Morocco’s efforts to settle artificial conflict over Sahara highlighted in London

Morocco’s efforts to settle artificial conflict over Sahara highlighted in London

Morocco’s tangible efforts to put an end to the artificial conflict over the Sahara were hailed by participants in a round table held on Friday in London by the British think tank The Royal United Service Institute (RUSI).

The event, held under the theme “Resolving the conflict over the Moroccan Sahara: a Moroccan-British perspective,” was attended by a range of experts and eminent figures, who emphasized Morocco’s “fundamental” role in the stability and security of the Sahel region in accordance with the vision of King Mohammed VI.

The round table was moderated by Professor Marc Weller, Chair of International Law and Constitutional Studies at Cambridge University, Sir Mark Lyall Grant, former UK National Security Adviser and former UK representative to the UN, Mbarka Bouaida, President of the Guelmim Oued-Noun region, and diplomat and writer Hassan Hami.

The speakers exchanged views on the artificial conflict over the Sahara, including legal, geopolitical, economic and human development points of view, while highlighting the British government’s position and the timeliness of its evolution in a changing national and international context.

In the light of the elements presented, the speakers highlighted the opportunity for the United Kingdom to align itself with the current momentum of the international community, which broadly supports the Moroccan autonomy plan as the only credible solution for resolving this regional dispute.

The participants also expressed deep concern about the alarming humanitarian situation in the Tindouf camps in Algeria and warned against exploiting the status quo to spread extremism and terrorism in the region.

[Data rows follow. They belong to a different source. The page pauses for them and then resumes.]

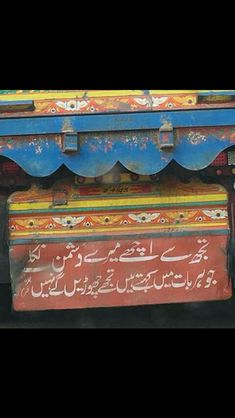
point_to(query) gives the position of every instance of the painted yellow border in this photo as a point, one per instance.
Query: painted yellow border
(115, 203)
(200, 226)
(73, 94)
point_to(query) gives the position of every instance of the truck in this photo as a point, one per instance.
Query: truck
(117, 198)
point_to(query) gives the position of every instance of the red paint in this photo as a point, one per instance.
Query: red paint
(117, 272)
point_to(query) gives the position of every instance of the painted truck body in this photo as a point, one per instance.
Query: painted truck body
(103, 237)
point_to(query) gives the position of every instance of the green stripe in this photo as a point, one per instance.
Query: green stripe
(119, 237)
(132, 207)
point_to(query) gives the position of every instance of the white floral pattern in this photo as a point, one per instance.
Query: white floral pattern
(216, 214)
(144, 217)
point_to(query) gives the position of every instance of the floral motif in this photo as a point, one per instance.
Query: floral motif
(69, 221)
(216, 214)
(144, 217)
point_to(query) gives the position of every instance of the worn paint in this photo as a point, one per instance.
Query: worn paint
(127, 244)
(140, 151)
(49, 102)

Discussions on the development of the Southern Provinces and the implementation of advanced regionalization enabled participants to learn about concrete progress on the ground.

Around twenty high-level participants took part in the round table, including officials from the British Foreign Office and Ministry of Defense, former British ministers and diplomats, as well as experts and researchers in geopolitics and defense.